2021-1-2 11:37:36 Viewers:

Chinese regulator suspends rating agency over Yongcheng default

Moody's-backed Chengxin not allowed to score debt issues for 3 months

The failure of Yongcheng Coal & Electricity Holding Group to redeem a 1 billion yuan bond has helped touch off tremors in China's domestic debt market.    © AP

NARAYANAN SOMASUNDARAM, Nikkei Asia chief banking and financial correspondent

December 29, 2020 22:06 JST


HONG KONG -- Chinese regulators on Tuesday suspended the country's largest credit rating agency for failures they said contributed to the default last month of state-owned Yongcheng Coal & Electricity Holding Group.

Yongcheng's failure to redeem the 1 billion yuan ($152.95 million) bond on Nov. 10, just weeks after a fresh debt sale, helped touch off tremors in China's domestic debt market, the world's second largest.

In reaction to the default and a series of other high-profile missed payments, Beijing has put a spotlight in recent days on the country's rating agencies which rarely have given a rating below AA+.

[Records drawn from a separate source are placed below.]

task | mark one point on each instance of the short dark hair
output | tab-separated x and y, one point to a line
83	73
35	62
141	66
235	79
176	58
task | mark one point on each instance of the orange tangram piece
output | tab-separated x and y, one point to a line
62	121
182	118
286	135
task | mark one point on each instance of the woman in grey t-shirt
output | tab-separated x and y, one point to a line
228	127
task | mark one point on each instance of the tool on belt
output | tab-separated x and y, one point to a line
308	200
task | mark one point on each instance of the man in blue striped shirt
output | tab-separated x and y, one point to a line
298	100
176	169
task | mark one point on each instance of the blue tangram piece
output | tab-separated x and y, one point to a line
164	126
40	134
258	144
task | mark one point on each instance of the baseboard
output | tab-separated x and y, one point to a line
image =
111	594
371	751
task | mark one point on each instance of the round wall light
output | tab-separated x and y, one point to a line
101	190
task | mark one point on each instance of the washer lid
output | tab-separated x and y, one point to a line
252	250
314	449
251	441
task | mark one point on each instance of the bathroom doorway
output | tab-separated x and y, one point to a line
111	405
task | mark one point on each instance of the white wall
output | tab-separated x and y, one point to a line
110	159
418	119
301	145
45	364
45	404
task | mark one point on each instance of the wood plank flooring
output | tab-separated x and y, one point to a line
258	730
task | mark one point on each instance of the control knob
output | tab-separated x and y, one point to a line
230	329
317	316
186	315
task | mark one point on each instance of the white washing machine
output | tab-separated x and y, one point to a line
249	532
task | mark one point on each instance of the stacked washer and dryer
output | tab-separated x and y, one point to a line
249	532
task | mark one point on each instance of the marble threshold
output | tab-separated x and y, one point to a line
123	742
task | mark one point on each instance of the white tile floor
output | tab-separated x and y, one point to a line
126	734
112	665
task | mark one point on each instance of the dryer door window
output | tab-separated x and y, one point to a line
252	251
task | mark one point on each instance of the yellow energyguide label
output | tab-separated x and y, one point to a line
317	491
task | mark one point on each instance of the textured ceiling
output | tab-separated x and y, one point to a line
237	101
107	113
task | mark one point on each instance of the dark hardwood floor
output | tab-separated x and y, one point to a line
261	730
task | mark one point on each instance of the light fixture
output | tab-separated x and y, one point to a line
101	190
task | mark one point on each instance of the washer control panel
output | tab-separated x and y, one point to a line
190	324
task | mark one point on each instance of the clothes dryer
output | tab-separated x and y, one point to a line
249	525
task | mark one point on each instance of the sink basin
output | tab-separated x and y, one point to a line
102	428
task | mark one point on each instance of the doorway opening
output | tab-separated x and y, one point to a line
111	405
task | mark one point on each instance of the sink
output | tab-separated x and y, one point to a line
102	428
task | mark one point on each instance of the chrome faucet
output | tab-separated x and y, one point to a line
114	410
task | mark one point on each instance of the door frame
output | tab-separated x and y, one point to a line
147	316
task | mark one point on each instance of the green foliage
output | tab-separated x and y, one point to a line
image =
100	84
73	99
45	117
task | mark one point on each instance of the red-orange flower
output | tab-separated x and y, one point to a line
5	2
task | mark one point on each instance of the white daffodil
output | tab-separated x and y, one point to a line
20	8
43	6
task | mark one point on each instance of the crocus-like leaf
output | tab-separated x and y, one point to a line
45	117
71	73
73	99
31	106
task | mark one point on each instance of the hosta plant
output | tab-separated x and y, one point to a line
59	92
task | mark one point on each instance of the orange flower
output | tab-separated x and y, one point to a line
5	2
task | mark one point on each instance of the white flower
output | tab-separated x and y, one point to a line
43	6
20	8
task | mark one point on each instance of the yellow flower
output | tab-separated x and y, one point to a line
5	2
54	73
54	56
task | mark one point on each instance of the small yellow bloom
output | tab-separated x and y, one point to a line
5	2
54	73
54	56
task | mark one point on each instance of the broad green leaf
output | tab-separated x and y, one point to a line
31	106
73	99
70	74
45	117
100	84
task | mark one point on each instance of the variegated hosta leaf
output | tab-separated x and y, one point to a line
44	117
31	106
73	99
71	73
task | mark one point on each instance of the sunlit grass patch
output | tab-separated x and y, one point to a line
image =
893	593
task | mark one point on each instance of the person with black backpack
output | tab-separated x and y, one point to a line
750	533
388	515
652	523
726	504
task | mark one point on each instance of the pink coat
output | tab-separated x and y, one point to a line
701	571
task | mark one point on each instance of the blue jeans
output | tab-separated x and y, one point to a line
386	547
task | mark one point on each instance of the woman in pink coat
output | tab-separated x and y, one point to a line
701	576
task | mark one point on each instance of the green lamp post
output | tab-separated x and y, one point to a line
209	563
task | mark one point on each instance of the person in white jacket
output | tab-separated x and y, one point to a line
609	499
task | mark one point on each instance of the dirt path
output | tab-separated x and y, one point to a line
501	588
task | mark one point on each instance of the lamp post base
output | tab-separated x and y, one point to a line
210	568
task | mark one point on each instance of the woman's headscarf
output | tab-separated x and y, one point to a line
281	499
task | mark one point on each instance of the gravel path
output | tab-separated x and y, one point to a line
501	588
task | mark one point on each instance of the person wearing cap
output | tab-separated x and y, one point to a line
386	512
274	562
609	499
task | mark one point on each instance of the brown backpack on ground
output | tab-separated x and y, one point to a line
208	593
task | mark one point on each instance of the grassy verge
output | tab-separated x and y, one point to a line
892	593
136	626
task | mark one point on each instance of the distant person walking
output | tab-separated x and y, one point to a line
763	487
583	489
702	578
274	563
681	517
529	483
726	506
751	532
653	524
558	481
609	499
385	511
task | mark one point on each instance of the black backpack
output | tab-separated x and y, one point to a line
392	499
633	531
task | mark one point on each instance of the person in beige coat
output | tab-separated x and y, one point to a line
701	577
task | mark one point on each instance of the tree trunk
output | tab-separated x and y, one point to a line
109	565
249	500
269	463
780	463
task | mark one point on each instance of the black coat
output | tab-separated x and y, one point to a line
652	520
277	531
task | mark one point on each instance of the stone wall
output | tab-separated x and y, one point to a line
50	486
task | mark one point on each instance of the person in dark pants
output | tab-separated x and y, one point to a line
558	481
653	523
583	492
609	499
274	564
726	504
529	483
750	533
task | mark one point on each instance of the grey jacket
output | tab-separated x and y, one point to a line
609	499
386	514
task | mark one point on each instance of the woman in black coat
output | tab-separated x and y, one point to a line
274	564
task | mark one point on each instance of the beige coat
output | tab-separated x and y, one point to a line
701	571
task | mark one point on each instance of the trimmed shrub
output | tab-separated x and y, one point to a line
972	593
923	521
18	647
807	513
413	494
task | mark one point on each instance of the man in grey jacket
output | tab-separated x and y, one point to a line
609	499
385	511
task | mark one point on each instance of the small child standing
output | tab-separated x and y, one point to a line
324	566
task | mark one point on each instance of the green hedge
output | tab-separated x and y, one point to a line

In its announcement on Tuesday, the National Association of Financial Market Institutional Investors, or NAFMII, which regulates the country's interbank bond market, said that it would suspend the debt rating business of China Chengxin International Credit Rating for three months for failures related to its assessment of Yongcheng.

It ordered the ratings agency to "carry out comprehensive and in-depth rectification in response to the problems exposed in this incident."

Chengxin had given its highest AAA rating on the defaulted bond. The regulator said Chengxin failed to conduct on-site due diligence or interviews of key managers at Yongcheng.

It also said the agency failed to check into delayed salary and debt payments by Yongcheng and its parent company. It noted failures in the agency's internal quality control mechanisms and compliance supervision.

The action on Chengxin comes days after the Central Commission for Discipline Inspection, China's graft-busting agency, released a video of two former executives of Golden Credit Rating in which they appeared to confess to taking bribes from the companies in exchange for higher scoring.

The China Securities Regulatory Commission has barred the agency from taking on new business for three months.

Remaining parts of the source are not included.